All’improvviso, il mio cervello sembrava di nuovo mio.


Nicotina. Barbiturici. Cocaina. Alcol. Eroina. Le cinque sostanze più addictive del pianeta.
Non ho mai avuto problemi con nessuna di queste. A parte forse il sidro forte nell’87. La cosa a cui sono più dipendente è il mio smartphone. Come una luce notturna, era sempre ‘acceso’. Io ero sempre ‘acceso’. Controllavo le email. Instagram. E soprattutto Twitter. Ma anche LinkedIn, WalesOnline e la BBC. Non i social media in sé, ma app che emettono notizie, informazioni e storie 24 ore su 24, 7 giorni su 7. Sempre ‘acceso’.
Alla fine ne ho pagato le conseguenze.
Lo scorso ottobre, il mio medico mi ha detto che soffrivo di depressione. Cervello ufficialmente fuso. Sfinito. Troppo tempo ‘acceso’. Nervoso. Troppo poco tempo ‘spento’. Rilassato. E non solo ‘in stand-by’, ma davvero ‘spento’. Con uno smartphone in tasca, inconsciamente sei sempre ‘acceso’. In attesa. Di quel suono. Quel ‘ping’ che dice che hai ricevuto una mail. O un messaggio. O qualcuno che vuole contattarti, seguirti, collegarsi con te.

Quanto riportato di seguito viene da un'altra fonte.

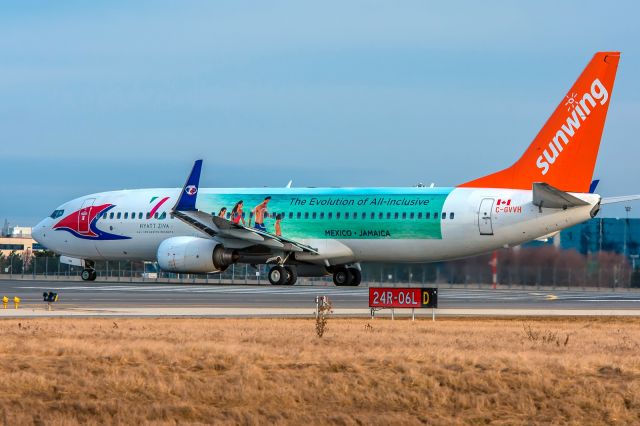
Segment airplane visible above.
[33,52,640,286]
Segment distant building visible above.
[0,236,45,256]
[0,223,45,257]
[524,217,640,258]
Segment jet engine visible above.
[157,237,239,273]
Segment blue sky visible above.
[0,1,640,225]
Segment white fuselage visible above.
[33,188,600,265]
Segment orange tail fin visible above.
[459,52,620,192]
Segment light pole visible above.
[624,206,631,257]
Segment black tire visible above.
[268,266,289,285]
[349,268,362,287]
[284,266,298,285]
[80,268,91,281]
[333,266,352,287]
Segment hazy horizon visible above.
[0,1,640,226]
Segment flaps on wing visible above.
[533,182,589,209]
[173,210,318,254]
[600,195,640,204]
[171,160,318,254]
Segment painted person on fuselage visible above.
[253,196,271,232]
[231,200,246,225]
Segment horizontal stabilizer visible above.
[600,195,640,204]
[533,182,589,209]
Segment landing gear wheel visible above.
[284,266,298,285]
[347,268,362,287]
[268,266,289,285]
[333,266,352,286]
[80,268,94,281]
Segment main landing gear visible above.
[80,268,98,281]
[268,265,298,285]
[333,266,362,287]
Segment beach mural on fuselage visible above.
[197,187,453,239]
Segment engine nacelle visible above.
[156,237,238,274]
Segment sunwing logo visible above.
[536,78,609,175]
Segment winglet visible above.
[173,160,202,211]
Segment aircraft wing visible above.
[171,160,318,254]
[600,195,640,204]
[533,182,589,209]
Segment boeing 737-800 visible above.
[33,52,638,285]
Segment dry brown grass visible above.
[0,318,640,425]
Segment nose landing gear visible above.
[333,266,362,287]
[80,268,98,281]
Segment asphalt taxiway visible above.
[0,280,640,316]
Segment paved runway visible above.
[0,280,640,315]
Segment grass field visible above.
[0,318,640,425]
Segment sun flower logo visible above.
[564,92,578,112]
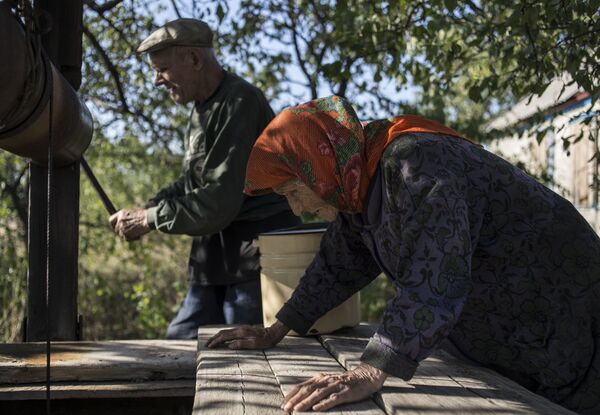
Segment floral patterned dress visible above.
[278,133,600,414]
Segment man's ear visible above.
[188,48,204,71]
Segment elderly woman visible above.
[208,97,600,414]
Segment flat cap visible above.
[136,19,213,53]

Così ho fatto la Detox Challenge. Per 3 giorni.
È stato come attraversare un armadio e ritrovarsi in un altro mondo. Non proprio Narnia. Più come un'Utopia. Era silenzioso. Rilassato. Più lento. Il mio cervello sembrava improvvisamente di nuovo mio. I miei pensieri. Le mie idee. La mia voce che parlava. Non quella spinta lì da qualcun altro. Io. Mi sentivo me stesso.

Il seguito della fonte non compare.